Preheat oven to 375° F. and line a baking sheet with parchment paper or foil.
Spray or brush the cut side of the squash halves with oil and season with salt and pepper. Place the squash on the baking sheet cut-side up and roast for 40-60 minutes depending on the size of your squash. You should be able to poke a fork or knife through the flesh easily when they are done.
While the squash roasts heat the teaspoon of olive oil in a large saucepan over medium heat. When hot, add in the shallot and sauté 2 minutes.
Add in the garlic, sage and rosemary and sauté another minute.
Add in the wild rice, lentils and water. Season with salt and pepper, stir, turn the heat up to high and bring the mixture to a boil. Once boiling, cover with a lid and reduce the heat to low. Cook until the rice and lentils are tender, approximately 35-45 minutes. (see note)
Remove the rice and lentils from the heat and fluff with a fork.

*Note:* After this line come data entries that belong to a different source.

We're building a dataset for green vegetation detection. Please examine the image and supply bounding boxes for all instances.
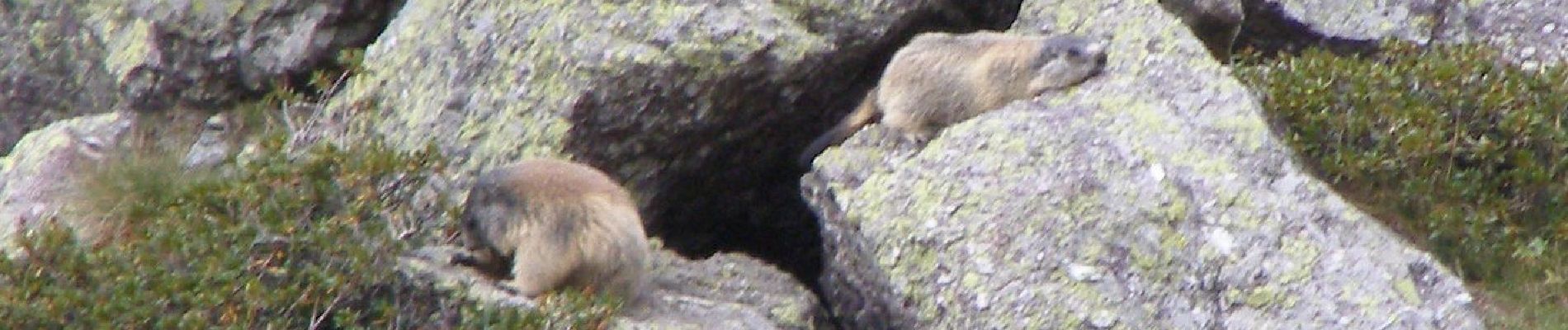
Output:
[1239,42,1568,328]
[0,49,621,328]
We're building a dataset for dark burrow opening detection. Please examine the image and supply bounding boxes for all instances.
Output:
[1162,0,1392,63]
[566,0,1023,325]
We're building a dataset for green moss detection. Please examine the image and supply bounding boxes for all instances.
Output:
[1239,42,1568,327]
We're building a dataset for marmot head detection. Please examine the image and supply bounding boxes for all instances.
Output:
[1028,35,1106,96]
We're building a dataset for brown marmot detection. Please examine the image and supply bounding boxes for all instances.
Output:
[463,158,651,299]
[800,31,1106,167]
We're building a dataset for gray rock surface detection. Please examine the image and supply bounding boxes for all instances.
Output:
[0,0,399,152]
[806,0,1482,328]
[0,112,132,257]
[1466,0,1568,68]
[0,2,115,155]
[328,0,1018,301]
[400,246,819,328]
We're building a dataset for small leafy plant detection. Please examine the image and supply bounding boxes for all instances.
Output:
[1239,42,1568,327]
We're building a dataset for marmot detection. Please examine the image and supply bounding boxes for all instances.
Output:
[463,158,651,299]
[800,31,1106,167]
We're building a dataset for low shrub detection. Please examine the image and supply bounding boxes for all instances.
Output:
[1237,42,1568,327]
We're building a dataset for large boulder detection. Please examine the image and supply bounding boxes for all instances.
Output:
[0,0,399,152]
[0,2,115,155]
[0,111,134,257]
[319,0,1019,290]
[806,0,1482,328]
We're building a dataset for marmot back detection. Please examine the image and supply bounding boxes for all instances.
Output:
[463,159,649,299]
[800,31,1106,166]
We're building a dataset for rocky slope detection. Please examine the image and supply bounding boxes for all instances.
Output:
[0,0,1568,328]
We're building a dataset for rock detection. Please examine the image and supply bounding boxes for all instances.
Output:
[0,112,132,258]
[1465,0,1568,68]
[0,2,115,155]
[0,0,399,152]
[328,0,1019,309]
[806,0,1482,328]
[399,246,819,328]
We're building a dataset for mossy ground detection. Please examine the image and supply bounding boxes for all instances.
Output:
[1239,42,1568,328]
[0,50,620,328]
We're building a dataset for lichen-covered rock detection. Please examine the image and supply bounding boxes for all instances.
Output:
[0,0,397,152]
[0,111,132,257]
[0,2,115,155]
[57,0,395,110]
[328,0,1019,306]
[400,246,819,328]
[1244,0,1465,42]
[1466,0,1568,68]
[808,0,1482,328]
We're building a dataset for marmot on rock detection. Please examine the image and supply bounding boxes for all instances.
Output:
[800,31,1106,167]
[463,158,651,300]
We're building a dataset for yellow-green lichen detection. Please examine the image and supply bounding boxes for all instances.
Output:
[1394,278,1420,305]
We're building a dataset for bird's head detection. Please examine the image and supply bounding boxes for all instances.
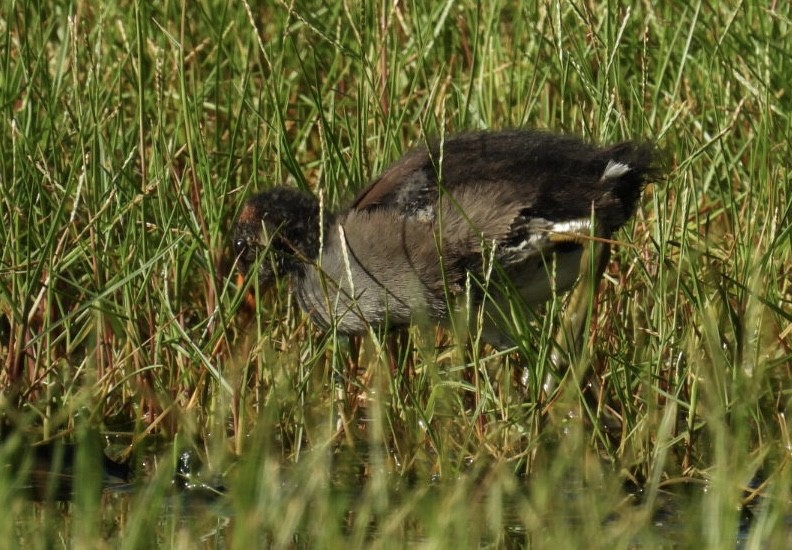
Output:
[231,187,327,286]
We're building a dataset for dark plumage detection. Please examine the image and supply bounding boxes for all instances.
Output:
[233,130,652,344]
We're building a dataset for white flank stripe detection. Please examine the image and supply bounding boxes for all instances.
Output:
[602,160,630,180]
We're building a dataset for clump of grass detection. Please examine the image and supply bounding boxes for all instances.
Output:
[0,1,792,547]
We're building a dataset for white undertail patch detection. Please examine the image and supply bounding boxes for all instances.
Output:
[601,160,631,180]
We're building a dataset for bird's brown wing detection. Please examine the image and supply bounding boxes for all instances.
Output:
[350,130,652,232]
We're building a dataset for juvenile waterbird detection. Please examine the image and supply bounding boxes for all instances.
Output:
[233,130,653,359]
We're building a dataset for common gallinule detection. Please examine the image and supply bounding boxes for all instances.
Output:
[233,130,653,354]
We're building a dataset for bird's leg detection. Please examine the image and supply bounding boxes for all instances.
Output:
[543,234,610,397]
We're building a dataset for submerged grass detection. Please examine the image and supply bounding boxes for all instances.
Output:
[0,0,792,548]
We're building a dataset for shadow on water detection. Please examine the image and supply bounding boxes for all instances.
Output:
[6,442,792,548]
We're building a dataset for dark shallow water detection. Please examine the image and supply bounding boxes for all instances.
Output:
[4,445,792,548]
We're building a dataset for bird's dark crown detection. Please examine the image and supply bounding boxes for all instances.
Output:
[232,187,329,284]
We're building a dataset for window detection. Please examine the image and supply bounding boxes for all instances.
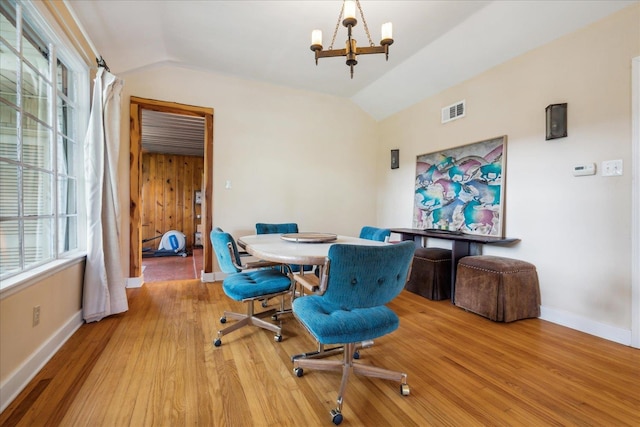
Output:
[0,0,88,279]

Add the dressing ingredients to the saucepan and stir together until combined. Taste for seasoning. Cover with the lid to keep the filling warm until the squash is ready.
Remove the squash from the oven and let it rest for about 5 minutes before filling.
Stir the toasted pecans and pepitas into the rice/lentil mixture just before serving to keep them from getting soft. Divide the filling into the 4 squash halves. Place them on a serving dish and garnish with more dried cranberries, pepitas and pecans if desired.